Im Seemuseum: Thomas Fischer, Jürg Schlatter und Rainer Sigrist, die Stiftungsratspräsidenten der drei Kreuzlinger Museen. (Bild: Reto Martin)

«Es ist viel Wohlwollen da.» Jürg Schlatter, Stiftungsratspräsident des Seemuseums sieht der Volksabstimmungen am 27. November mit Zuversicht entgegen, ebenso wie seine beiden Pendants Rainer Sigrist vom Planetarium und Thomas Fischer vom Museum Rosenegg. Doch gelassen auf die Zustimmung der Stimmbürger zum neuen städtischen Museumskonzept warten wollen sie nicht. Auch wenn bisher keine Gegner öffentlich wahrzunehmen waren. Denn die zusätzlichen finanziellen Beiträge aus der Stadtkasse sind für die drei Häuser von existenzieller Bedeutung. Es geht um viel Geld: 125 000 Franken statt wie heute 60 000 Franken soll das Seemuseum jährlich erhalten, 160 000 Franken statt wie heute 30 000 Franken das Rosenegg und 95 000 Franken statt 25 000 Franken das Planetarium.

Es braucht die ehrenamtlichen Helfer

Damit der Urnengang neben der am gleichen Datum stattfindenden Stadthaus-Abstimmung nicht untergeht, betreiben die drei Stiftungspräsidenten einen kleinen Abstimmungskampf.
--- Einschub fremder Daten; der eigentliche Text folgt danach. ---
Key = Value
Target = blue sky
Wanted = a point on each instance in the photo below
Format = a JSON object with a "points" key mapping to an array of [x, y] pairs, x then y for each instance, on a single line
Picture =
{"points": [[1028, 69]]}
Sie haben ein Pro-Komitee ins Leben gerufen, das sich diese Woche noch vorstellen wird, und sie schicken ihre ehrenamtlichen Mitarbeiter der Museen als Botschafter los. Das sind über 100 Personen, die als Multiplikatoren dienen sollen.
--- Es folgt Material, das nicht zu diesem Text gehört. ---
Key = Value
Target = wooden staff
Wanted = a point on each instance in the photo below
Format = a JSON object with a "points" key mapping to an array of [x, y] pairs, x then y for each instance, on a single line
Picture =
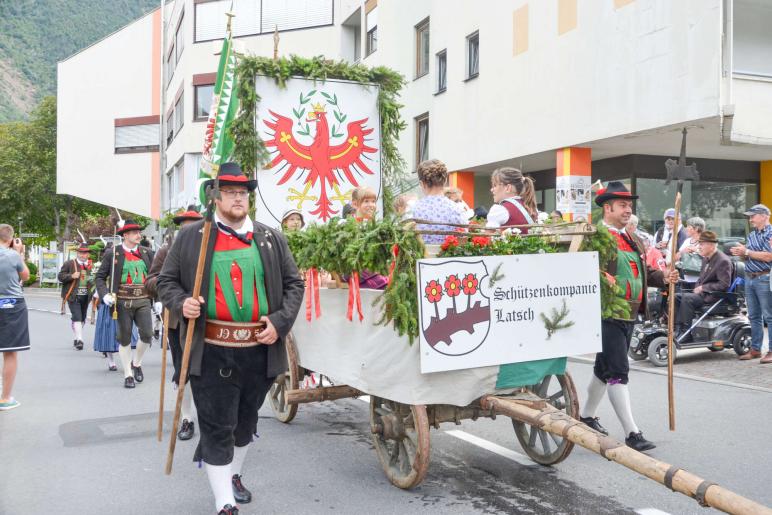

Die neu 380 000 Franken jährlich (bisher 115 000 Franken) werden zum grössten Teil für die Professionalisierung der Museumsleitungen benötigt. «Solche Häuser durch ehrenamtlichen Personen zu führen, führt langfristig nicht mehr zum Ziel», sagt Schlatter. «Freiwillige zu finden, für solche herausfordernden Aufgaben wird immer schwieriger», sagt Sigrist. Das sei ein gesellschaftliches Phänomen. Ganz darauf verzichten werde man aber nicht, betonen die drei. Die Stiftungsräte und die Helfer blieben weiter im Ehrenamt tätig. Das zusätzliche Geld werde aber auch benötigt, um die Dauerausstellungen und die technischen Einrichtungen der Häuser aktuell zu halten. Ihre Effizienz wollen sie steigern durch eine Zusammenarbeit im administrativen Bereich unter der Marke «Kreuzlinger Museen». Gleichzeitig will jedes Haus sein Profil schärfen und seine Besucherzahlen und Umsätze deutlich steigern. Das werde im Konzept und in den Leistungsvereinbarungen mit der Stadt auch klar so verlangt. Jürg Schlatter, Thomas Fischer und Rainer Sigrist weisen auch auf die kulturelle Bedeutung ihrer Häuser hin. «Ein Nein führt zu einer <Verlangweiligung> Kreuzlingens und ein späterer Neustart wäre mit hohen Kosten verbunden», sagt Sigrist.